Notes re. Ordinance Survey Use Case. from Ivan Mikhailov on 2008-11-21 (public-xg-rdb2rdf@w3.org from November 2008)

From: Ivan Mikhailov <imikhailov@openlinksw.com>
Date: Fri, 21 Nov 2008 20:54:06 +0600
To: public-xg-rdb2rdf@w3.org
Message-Id: <1227279246.23392.122.camel@master.iv.dev.null>

Hello all,

I've looked at the use case and I've got an impression that the
complexity of the case is not in mapping data to triples but in mapping
values to values.

The most obvious issue is handling of compound data types. Any problem
we may get with mapping of primary keys to URIs and dependent columns to
objects of triples is really minor if compared with headache after
combining spatial data in OSGB_1936 with statistics build on icosahedron
faces (or even worse, combining data from two similar but not identical
projections).

Next issue is what I call "precision in reproducing errors". Say,
field is LandUse:ArableField if LANDUSEFIELDS.FIELD_USE LIKE 'Arable',
LandUse:PastureField if LANDUSEFIELDS.FIELD_USE LIKE 'Pasture', and
LandUse:SetAsideField if LANDUSEFIELDS.FIELD_USE LIKE 'Set Aside'.
One may write a function that will get FIELD_USE as argument and return
one of three IRIs. That will be more efficient than union of three
independent rules, and it will give identical result _on valid data_.
Nevertheless there will be difference if a field is labeled as 'Pasture
Arable'.

Other subtle issue is "volatile" data, when one should look for
compromise between export of data that are "not valid enough" and data
that are "not complete enough". Say, Topo_Area.dat contains data of
different versions and dates. If I will export all areas of all versions
(or even all latest versions) then I have integrity violation in every
case when a new road is built and placed on the map years after a field
is mapped. If I will restrict the extraction with some time window then
I get blank areas on the "tablet". It is quite possible that one will
need a configurable parameter to set a task-specific threshold, but now
we have no way of expressing that in mapping language.

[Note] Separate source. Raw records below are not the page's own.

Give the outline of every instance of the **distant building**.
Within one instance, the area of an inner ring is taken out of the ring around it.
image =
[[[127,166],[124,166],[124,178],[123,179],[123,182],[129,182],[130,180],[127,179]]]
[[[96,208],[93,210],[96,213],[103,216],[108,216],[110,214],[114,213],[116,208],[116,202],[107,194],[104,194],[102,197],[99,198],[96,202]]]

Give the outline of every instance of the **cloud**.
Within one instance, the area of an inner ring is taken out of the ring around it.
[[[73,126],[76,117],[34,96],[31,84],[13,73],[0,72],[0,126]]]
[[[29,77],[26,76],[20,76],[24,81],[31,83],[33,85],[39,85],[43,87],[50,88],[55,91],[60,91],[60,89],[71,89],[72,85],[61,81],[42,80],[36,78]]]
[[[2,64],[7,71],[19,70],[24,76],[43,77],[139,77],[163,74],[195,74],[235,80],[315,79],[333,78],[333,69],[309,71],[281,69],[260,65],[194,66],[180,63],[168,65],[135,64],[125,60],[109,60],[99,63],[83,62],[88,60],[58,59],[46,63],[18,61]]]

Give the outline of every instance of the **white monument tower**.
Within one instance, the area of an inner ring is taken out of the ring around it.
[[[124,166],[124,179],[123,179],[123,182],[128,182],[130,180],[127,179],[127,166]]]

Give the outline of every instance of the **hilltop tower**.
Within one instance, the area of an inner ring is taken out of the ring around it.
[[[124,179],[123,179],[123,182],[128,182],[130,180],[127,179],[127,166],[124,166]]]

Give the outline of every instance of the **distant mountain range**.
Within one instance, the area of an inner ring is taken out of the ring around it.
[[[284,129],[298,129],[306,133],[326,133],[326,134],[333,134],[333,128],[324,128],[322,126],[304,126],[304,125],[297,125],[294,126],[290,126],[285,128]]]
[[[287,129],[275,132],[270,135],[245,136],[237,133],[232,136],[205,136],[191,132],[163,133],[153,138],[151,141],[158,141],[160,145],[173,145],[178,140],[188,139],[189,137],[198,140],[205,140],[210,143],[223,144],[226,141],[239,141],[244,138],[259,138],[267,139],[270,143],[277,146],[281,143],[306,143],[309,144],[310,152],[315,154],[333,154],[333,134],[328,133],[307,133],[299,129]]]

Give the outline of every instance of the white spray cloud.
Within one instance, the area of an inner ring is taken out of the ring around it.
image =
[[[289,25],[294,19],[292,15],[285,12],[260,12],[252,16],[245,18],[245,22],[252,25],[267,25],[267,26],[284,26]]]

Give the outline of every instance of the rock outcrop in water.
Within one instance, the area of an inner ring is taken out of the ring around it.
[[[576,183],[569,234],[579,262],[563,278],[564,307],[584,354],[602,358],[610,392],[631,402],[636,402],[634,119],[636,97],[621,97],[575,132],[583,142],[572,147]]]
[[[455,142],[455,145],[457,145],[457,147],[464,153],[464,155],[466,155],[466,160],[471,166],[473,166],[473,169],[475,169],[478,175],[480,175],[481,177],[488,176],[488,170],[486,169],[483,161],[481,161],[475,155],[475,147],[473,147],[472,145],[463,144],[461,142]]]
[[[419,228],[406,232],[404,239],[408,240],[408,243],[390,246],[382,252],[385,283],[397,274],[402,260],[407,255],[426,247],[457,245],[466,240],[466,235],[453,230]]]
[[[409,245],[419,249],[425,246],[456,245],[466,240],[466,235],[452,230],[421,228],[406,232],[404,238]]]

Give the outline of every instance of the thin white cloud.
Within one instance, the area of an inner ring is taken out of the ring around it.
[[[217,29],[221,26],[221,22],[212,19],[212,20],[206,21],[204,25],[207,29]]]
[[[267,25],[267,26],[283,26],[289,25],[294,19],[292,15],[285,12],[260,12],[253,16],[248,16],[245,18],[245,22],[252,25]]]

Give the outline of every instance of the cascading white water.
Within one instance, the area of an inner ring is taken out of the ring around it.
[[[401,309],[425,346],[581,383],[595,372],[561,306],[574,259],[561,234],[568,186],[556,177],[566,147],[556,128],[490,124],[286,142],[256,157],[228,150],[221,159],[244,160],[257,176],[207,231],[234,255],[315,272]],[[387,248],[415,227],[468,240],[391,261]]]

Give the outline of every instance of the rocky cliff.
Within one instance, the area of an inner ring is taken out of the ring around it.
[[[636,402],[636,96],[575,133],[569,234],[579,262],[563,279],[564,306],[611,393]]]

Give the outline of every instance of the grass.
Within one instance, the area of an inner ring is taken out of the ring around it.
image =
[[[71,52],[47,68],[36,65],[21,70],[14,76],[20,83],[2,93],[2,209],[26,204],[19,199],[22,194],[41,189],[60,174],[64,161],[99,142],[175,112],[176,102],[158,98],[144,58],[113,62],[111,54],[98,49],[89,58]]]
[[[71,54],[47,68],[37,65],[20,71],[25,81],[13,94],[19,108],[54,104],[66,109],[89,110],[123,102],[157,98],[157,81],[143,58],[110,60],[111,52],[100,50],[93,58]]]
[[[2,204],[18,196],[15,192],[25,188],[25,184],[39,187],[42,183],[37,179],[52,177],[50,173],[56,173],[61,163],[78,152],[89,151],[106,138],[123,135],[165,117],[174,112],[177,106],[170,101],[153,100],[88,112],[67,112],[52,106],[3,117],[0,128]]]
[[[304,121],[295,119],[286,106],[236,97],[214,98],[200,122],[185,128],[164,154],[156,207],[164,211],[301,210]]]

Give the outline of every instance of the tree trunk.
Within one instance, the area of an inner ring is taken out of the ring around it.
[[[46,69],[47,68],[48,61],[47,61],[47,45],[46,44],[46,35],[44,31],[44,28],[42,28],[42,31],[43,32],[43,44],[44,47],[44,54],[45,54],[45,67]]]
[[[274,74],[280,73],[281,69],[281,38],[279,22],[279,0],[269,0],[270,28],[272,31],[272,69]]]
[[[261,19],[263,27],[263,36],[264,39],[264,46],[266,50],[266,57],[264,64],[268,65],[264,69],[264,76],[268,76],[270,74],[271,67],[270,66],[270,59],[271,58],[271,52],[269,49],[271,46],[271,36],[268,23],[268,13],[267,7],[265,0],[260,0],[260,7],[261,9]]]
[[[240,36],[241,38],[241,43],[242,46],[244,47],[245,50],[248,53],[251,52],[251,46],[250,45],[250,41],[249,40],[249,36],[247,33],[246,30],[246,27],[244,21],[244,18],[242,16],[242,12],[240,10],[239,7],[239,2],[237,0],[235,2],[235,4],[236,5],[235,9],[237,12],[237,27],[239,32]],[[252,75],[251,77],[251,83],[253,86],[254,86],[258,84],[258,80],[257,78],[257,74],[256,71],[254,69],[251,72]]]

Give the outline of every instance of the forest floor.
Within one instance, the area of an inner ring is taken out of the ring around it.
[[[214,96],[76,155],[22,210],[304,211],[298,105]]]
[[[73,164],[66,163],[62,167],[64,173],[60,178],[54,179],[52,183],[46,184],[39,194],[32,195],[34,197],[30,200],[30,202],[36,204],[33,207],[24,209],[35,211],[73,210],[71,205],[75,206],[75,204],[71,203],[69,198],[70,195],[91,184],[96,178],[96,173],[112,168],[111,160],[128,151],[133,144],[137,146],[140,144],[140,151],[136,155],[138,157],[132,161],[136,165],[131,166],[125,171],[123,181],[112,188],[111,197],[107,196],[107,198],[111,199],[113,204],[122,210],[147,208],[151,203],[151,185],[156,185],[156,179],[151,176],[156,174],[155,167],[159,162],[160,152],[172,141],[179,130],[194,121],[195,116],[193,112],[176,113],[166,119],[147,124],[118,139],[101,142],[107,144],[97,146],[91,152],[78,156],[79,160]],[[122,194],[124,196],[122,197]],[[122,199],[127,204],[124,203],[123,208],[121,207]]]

What remains after solving these and similar problems is a corpus of
"pretty rectangular" data that are ready for trivial mapping to RDF. We
had applications that demonstrated non-trivial problems in the mapping
itself, i.e. values were mapped unchanged and not filtered but writing
the mapping was interesting anyway, but that applications use tenths of
tables with tenth of columns, resulting in hundreds of mapping rules.

I'm sure that Ordinance Survey Use Case will demonstrate
mapping-specific problems when it is tried as a real industrial
application, but it is free from them when it is truncated to a tutorial
case.

Best Regards,

Ivan Mikhailov,
OpenLink Software
http://virtuoso.openlinksw.com

Received on Friday, 21 November 2008 14:57:31 UTC